One or two folks mentioned North Korea and Iran and the nuclear threat. One or two brought up the national debt and the budget deficit. One spoke of global warming. No one mentioned education, immigration, the disintegration of the American family, or homosexual marriage.
Easily trumping any and all of those concerns, in the minds of these people, was this one. Waving their arms in every direction, these folks were focused on just one big concern: What might President Obama do to resolve the horrendous waste, delay, and frustration brought on by airport security?
The folks at the Buffalo airport, I think, are on to something. Not to minimize any of the other issues—but if our nation can’t do any better at policing the identities of who gets on our airplanes day after day, then we’re in pretty bad shape. In this particular war, we have virtually run up the white flag of surrender, conceding that as far as we can see into the future, we will play the game in the manner dictated by our enemy.
It is a colossally costly war. It would be bad enough if we had to account only for the out-of-pocket costs: There are the capital construction costs of the armor-plated steel, concrete, and glass structures that have made fortresses of our airports. There are the long conveyors for trays and the whiz-bang X-ray machines to examine our most inward parts. And there are the salaries of the tens of thousands of stern TSA foot soldiers, and their attendant bureaucracy. No one seems to know for sure—but even the beginning estimates are that all these costs add a minimum of 25 percent to every airline ticket purchased, and that such costs are with us as far as we can see into the future.

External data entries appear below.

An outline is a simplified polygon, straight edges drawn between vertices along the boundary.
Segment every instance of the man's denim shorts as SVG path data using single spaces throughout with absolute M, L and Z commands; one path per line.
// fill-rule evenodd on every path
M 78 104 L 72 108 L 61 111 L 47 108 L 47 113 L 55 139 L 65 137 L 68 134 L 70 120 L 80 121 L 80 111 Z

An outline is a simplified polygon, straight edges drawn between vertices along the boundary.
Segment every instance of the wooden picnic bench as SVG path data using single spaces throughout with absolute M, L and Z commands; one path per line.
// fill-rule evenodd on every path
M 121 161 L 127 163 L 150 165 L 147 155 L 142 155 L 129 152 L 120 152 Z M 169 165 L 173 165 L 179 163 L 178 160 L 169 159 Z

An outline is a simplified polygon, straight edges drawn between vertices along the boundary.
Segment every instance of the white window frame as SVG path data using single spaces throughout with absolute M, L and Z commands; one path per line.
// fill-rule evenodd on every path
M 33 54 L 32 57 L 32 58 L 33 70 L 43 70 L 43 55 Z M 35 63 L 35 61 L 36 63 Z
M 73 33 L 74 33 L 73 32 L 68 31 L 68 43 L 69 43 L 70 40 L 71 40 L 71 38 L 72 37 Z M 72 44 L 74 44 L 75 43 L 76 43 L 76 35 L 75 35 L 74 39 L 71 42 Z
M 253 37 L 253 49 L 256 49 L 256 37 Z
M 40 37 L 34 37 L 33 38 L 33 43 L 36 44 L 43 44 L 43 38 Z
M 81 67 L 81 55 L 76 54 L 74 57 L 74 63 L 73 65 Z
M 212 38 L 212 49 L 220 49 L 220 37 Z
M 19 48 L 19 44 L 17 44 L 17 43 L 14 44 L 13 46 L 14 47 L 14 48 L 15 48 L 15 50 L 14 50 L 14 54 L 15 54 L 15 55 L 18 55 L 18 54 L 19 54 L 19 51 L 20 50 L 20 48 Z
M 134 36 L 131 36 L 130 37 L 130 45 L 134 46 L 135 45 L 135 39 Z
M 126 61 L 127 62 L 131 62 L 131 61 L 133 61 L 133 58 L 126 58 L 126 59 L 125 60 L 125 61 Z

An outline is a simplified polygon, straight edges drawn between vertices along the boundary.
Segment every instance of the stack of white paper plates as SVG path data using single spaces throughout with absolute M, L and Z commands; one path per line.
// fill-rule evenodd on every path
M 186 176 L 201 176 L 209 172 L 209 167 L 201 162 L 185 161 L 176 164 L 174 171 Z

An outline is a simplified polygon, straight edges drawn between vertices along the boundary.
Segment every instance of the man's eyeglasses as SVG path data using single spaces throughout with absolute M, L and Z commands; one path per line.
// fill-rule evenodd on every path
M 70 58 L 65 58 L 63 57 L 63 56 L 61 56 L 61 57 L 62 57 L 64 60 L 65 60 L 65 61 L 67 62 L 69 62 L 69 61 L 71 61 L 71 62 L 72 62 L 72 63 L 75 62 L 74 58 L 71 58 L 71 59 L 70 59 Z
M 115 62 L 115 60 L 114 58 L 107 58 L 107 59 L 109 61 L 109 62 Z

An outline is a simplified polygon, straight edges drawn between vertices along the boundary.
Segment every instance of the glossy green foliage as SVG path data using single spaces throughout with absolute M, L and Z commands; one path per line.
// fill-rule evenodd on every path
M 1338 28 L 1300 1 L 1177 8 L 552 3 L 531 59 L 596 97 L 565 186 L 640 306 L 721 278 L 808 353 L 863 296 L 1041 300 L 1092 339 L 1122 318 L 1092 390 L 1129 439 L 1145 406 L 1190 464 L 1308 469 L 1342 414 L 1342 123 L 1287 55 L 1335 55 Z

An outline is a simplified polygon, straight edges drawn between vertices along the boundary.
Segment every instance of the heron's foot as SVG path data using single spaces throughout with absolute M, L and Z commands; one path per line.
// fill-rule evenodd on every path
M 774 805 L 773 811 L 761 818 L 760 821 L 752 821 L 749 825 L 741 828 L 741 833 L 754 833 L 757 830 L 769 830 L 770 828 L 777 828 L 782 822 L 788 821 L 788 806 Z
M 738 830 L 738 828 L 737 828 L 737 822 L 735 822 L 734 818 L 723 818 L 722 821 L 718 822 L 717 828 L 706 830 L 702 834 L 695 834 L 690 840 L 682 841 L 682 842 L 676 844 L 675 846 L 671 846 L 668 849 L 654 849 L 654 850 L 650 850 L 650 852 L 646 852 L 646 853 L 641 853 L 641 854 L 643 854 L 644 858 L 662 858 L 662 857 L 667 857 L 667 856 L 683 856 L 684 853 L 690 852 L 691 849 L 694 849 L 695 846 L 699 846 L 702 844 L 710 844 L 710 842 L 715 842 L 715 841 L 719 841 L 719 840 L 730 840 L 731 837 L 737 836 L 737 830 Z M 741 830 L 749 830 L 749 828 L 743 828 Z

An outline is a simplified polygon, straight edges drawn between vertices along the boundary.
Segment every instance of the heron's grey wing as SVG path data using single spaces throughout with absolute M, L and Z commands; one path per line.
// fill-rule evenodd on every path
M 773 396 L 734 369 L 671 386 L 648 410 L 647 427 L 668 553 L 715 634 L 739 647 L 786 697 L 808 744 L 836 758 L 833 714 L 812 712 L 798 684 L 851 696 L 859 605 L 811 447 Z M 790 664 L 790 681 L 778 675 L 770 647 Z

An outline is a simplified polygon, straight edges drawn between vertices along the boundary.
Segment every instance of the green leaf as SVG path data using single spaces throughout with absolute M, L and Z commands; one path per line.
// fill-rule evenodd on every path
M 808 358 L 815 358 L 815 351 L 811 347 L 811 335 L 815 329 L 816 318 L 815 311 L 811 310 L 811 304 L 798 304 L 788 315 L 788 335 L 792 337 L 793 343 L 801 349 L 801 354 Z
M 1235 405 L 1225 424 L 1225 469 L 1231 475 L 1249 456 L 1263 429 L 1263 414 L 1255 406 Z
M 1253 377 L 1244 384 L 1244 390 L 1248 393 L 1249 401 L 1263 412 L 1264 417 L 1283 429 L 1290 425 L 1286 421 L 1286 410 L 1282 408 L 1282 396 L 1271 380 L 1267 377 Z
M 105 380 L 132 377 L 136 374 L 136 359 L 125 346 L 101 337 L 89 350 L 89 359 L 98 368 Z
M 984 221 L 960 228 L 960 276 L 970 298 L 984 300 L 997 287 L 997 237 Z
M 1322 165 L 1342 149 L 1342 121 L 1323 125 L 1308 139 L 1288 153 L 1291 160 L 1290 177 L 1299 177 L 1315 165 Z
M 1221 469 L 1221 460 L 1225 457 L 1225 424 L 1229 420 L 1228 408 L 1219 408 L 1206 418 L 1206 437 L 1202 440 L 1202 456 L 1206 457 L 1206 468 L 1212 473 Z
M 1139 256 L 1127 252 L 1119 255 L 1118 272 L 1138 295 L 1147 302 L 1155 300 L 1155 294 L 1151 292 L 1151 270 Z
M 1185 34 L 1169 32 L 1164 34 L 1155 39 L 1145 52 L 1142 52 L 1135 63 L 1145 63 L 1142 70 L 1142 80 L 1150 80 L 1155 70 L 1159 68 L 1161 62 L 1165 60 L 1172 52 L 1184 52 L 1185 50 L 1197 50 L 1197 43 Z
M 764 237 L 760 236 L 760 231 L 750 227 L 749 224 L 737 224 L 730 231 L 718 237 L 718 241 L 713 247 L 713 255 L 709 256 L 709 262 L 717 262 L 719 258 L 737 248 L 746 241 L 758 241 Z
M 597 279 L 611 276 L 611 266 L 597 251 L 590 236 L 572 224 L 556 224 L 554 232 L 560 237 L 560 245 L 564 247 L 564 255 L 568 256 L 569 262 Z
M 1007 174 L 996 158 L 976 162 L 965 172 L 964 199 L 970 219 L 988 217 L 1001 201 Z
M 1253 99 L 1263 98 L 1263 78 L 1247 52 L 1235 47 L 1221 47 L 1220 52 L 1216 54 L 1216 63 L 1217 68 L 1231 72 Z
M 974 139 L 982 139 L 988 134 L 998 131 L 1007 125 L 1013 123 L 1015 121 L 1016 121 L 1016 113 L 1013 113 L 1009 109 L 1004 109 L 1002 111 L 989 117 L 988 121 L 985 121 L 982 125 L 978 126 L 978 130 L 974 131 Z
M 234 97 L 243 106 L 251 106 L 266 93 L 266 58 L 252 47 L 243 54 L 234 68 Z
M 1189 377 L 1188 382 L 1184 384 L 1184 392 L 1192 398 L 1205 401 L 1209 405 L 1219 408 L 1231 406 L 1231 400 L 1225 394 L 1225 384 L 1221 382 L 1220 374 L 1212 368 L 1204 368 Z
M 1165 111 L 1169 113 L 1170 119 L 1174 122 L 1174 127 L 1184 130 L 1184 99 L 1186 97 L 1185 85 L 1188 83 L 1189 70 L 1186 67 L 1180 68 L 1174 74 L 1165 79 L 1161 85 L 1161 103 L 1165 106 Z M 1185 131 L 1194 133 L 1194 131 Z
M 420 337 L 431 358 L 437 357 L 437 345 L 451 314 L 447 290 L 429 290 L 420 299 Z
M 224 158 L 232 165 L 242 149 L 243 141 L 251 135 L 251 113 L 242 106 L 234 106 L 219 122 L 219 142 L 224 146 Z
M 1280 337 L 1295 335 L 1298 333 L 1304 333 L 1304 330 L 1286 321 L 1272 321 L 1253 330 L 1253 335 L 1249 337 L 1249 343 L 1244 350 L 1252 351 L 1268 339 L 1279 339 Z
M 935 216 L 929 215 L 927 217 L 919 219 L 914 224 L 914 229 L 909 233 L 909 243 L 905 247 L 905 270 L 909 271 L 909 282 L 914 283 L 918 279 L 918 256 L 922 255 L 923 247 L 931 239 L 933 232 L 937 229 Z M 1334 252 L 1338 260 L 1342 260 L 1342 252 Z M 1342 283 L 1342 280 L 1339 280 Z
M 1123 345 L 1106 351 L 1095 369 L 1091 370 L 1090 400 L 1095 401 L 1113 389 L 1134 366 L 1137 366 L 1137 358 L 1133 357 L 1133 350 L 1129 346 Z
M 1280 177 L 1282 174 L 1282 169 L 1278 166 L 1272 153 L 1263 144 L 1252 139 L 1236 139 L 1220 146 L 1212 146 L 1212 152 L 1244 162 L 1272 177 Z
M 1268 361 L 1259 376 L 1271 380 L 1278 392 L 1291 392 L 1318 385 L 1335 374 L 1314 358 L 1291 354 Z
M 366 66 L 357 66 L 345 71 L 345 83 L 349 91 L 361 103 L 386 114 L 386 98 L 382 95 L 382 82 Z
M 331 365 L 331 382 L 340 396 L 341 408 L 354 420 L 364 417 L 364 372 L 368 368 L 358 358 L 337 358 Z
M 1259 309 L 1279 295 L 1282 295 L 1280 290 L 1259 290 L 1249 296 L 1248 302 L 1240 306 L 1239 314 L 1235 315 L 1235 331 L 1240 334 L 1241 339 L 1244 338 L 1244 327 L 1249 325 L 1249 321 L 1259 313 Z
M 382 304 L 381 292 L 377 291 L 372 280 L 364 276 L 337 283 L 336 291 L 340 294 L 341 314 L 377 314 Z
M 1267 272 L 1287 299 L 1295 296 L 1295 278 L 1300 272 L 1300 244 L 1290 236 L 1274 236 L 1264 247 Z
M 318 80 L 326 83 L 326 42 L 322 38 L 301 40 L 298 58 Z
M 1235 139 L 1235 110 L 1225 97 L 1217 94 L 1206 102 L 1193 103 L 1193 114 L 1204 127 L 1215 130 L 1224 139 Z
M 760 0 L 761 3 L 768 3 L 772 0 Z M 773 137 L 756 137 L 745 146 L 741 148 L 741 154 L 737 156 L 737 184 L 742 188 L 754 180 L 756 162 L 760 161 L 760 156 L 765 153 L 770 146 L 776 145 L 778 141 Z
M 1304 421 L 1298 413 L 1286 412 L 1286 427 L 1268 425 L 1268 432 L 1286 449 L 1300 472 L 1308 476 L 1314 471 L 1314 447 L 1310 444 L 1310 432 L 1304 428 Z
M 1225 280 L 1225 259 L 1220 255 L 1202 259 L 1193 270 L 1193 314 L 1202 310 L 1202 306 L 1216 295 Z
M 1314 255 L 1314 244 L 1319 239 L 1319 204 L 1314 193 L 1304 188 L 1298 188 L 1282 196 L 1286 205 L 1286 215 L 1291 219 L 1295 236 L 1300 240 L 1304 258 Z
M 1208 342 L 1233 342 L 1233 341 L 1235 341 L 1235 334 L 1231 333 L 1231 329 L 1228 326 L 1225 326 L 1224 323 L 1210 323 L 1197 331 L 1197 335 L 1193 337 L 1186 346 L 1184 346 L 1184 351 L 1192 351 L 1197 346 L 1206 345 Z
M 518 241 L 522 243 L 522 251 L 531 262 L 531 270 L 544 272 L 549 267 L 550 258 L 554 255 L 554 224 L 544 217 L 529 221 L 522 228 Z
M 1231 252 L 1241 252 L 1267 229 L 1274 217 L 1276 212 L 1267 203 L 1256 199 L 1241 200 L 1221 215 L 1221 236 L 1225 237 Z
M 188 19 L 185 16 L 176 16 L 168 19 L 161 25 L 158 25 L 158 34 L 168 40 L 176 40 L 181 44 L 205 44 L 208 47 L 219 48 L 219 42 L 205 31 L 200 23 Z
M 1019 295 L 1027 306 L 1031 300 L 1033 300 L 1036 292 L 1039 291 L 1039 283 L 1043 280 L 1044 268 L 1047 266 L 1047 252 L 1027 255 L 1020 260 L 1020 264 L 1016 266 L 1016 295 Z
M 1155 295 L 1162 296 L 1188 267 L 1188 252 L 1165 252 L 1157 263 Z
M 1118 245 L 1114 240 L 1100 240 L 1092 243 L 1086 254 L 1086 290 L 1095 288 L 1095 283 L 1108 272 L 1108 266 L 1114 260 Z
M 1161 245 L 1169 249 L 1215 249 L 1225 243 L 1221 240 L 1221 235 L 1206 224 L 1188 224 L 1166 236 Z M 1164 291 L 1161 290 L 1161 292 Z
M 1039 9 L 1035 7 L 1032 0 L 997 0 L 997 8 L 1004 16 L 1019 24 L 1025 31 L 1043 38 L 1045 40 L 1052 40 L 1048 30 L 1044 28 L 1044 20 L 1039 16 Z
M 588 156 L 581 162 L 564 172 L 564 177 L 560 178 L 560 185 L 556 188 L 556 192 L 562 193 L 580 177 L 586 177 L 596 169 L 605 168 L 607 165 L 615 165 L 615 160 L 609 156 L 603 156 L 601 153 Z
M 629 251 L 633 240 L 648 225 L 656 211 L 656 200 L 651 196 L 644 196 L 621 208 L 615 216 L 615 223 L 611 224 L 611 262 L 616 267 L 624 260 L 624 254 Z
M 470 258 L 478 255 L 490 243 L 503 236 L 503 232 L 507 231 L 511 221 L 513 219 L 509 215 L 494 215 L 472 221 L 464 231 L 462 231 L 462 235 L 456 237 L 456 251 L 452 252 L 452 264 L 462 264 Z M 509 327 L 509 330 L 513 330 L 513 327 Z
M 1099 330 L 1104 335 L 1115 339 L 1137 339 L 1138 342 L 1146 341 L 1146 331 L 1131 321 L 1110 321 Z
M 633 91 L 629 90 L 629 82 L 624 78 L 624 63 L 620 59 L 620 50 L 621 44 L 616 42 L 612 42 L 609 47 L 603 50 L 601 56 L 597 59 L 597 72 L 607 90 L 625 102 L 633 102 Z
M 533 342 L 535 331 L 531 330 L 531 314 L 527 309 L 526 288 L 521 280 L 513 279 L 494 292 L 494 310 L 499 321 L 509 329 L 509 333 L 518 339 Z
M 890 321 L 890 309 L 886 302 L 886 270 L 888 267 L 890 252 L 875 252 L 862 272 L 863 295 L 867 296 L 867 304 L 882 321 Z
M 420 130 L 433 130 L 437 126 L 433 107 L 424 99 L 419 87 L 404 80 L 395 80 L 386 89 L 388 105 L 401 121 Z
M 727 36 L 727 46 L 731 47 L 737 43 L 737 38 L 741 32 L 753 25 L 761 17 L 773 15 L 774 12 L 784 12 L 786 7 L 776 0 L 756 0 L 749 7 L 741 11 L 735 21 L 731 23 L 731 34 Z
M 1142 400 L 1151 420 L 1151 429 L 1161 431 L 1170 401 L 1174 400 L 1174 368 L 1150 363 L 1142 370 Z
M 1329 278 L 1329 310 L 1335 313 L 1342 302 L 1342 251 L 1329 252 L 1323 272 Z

Far more stultifying, though, than all those outlays are the costs of wasted human energy. It’s easy to forget that it’s been only for the last decade that we’ve been required to show up at least a full hour earlier than flight time—and that a typical passenger can count on spending most of that hour standing somewhere in line. Virtually every aspect of loading a plane (and often unloading it as well) has security ramifications; each one adds to a passenger’s waiting time. The result is that my trip from Buffalo to Boston almost certainly took at least half an hour longer now than the same flight took a generation ago.
It didn’t take a whiz-bang X-ray machine to figure out what was rankling the folks I talked to at the Buffalo airport. “It used to be fun to fly somewhere,” Buffalo resident Irma Fouts told me. “It’s nothing but tedious now.”
I’m not pretending I have a recommendation for Mr. Obama about how to fix this problem. I’m just saying that a solution that puts people in long lines, with lots of time to get upset about it all, is no solution at all. Something I just learned in Buffalo is that one of the worst things you can do to folks, when you’re asking them to do something really uncomfortable, is to give them time to think about it.